A non-childhood dream of mine is to learn how to fly an airplane, but the money and time and effort involved are scaring me off. In the meantime I've been following Jon Patch's blog about Vancouver+, the better-than-the-default scenery for the Lower Mainland for Flight Simulator X. I have the the trial version on the Windows side of my MacBook, which limits me to 2 options: a free flight and an landing activity at Princess Juliana Airport (so far after about 5 hours of trying I've never been able to successfully complete it). Today Jon links to more detail about how he created the Vancouver+ scenery with more screenshots and information about how they came about technical details for airports, buildings and bridges. Also discussed: Pitt Meadows Airport, Langley Regional Airport, Hope, Lytton, Pemberton, and Whistler.

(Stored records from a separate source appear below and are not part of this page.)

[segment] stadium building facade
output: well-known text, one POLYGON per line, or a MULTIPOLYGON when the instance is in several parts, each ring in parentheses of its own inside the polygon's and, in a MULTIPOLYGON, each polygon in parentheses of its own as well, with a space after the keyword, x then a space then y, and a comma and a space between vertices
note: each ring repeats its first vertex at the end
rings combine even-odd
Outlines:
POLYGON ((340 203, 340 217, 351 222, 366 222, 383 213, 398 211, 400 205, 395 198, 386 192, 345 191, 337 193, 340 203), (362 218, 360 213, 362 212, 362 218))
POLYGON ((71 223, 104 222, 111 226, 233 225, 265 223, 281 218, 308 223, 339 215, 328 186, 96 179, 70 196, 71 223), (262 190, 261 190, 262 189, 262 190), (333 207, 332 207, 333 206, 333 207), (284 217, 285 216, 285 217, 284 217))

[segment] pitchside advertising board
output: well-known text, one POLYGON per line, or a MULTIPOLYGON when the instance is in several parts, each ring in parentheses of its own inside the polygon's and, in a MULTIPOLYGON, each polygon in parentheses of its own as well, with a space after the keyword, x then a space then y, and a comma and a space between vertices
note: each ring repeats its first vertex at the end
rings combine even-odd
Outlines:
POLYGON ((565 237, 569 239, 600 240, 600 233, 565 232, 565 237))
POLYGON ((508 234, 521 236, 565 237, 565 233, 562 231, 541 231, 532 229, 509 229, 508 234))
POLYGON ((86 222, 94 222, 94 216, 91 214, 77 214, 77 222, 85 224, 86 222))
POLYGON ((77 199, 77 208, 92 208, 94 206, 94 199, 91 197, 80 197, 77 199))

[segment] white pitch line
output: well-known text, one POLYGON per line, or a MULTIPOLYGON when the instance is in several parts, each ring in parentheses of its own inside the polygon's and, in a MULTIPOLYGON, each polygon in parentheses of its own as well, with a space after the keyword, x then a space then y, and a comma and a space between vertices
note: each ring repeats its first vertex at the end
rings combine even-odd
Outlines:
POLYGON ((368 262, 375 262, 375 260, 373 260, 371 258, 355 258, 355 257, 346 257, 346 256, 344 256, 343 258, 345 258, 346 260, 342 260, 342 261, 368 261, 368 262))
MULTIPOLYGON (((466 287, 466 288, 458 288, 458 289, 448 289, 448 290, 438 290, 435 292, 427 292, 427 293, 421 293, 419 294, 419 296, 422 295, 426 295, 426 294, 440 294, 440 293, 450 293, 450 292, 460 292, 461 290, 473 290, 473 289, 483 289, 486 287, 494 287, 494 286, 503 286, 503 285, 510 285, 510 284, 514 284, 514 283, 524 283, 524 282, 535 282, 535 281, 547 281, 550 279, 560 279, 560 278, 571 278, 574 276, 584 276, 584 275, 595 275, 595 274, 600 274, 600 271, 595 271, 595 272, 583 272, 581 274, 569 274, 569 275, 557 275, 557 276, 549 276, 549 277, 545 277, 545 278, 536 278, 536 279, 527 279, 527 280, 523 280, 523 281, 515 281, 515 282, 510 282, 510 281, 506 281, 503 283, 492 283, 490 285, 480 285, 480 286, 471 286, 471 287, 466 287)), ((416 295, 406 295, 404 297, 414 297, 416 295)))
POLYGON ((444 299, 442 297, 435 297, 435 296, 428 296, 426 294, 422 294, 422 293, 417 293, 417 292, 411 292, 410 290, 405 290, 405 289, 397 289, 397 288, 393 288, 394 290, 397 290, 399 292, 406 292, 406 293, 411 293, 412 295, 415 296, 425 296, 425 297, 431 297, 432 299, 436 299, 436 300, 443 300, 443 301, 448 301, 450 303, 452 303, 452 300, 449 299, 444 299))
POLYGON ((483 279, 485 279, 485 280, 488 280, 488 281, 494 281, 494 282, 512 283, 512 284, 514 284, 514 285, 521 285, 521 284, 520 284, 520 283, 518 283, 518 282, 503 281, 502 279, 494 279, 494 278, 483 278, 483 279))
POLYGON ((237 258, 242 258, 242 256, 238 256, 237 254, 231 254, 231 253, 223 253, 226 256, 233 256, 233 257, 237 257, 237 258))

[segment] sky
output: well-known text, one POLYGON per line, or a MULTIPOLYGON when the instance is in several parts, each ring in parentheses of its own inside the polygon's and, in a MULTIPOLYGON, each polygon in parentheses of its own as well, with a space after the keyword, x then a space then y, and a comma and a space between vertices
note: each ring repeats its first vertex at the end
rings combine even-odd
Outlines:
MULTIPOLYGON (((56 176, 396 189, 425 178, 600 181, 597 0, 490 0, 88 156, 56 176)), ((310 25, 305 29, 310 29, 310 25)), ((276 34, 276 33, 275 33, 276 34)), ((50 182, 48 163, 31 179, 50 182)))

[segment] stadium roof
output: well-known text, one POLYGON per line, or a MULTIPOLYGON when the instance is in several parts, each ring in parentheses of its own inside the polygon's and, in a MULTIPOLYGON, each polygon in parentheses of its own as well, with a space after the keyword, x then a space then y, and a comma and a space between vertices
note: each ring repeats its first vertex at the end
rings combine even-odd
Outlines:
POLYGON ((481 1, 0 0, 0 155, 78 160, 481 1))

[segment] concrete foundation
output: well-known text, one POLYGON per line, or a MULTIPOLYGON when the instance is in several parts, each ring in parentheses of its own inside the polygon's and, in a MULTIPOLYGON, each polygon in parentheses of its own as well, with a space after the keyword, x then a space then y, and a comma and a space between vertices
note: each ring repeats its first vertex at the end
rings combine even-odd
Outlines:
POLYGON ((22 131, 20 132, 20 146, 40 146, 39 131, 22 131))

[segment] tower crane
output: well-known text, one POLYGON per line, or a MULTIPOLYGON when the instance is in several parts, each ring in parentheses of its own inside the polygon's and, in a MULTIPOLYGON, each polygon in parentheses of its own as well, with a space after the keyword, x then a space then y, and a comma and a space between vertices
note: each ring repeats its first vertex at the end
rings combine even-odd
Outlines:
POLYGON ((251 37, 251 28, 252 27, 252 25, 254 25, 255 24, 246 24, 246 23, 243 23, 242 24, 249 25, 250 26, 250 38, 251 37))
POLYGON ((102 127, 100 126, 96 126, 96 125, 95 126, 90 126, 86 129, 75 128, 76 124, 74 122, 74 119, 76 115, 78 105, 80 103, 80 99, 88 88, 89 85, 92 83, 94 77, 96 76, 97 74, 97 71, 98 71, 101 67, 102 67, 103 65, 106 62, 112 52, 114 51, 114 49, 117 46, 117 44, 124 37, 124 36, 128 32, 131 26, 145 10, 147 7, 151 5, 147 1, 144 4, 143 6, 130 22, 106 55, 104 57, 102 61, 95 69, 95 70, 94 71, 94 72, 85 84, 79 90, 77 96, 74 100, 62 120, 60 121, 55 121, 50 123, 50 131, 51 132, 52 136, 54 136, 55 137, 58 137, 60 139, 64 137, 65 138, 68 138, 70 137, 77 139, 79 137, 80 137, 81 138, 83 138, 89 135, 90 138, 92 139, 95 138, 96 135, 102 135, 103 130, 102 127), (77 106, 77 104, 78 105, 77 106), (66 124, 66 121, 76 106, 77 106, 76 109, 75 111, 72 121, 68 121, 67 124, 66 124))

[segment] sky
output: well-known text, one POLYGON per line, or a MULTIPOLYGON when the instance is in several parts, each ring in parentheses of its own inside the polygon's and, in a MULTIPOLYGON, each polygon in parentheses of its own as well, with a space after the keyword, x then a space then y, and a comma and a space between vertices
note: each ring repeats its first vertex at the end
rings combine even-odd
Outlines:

I took pilot training in the RCAF for a while back in the 1950s,
but back then, I was too much of a smart-ass and I couldn't
adjust to the discipline required - partly because I'd already
spent three years operating hydro-electric plants before
enlisting, and all the others were fresh from school and on
their first big adventure. I asked to be released part way
through basic flight training. because the weather that year
in southern Ontario was terrible, and we spent more time in the
ready room waiting for it to clear than we did in the air, flying
those old Harvards. Incidently, I was told that the controls in
a Harvard were more complicated than in the jets we would
fly later at advanced school. I gave up the spit & polish and
went back to power station control rooms, where I knew what
I was doing. But I've always wondered if I would have been able
to graduate that course. Out of 110 of us who started, only
about 10 or 15 eventually became Flying Officers & pilots.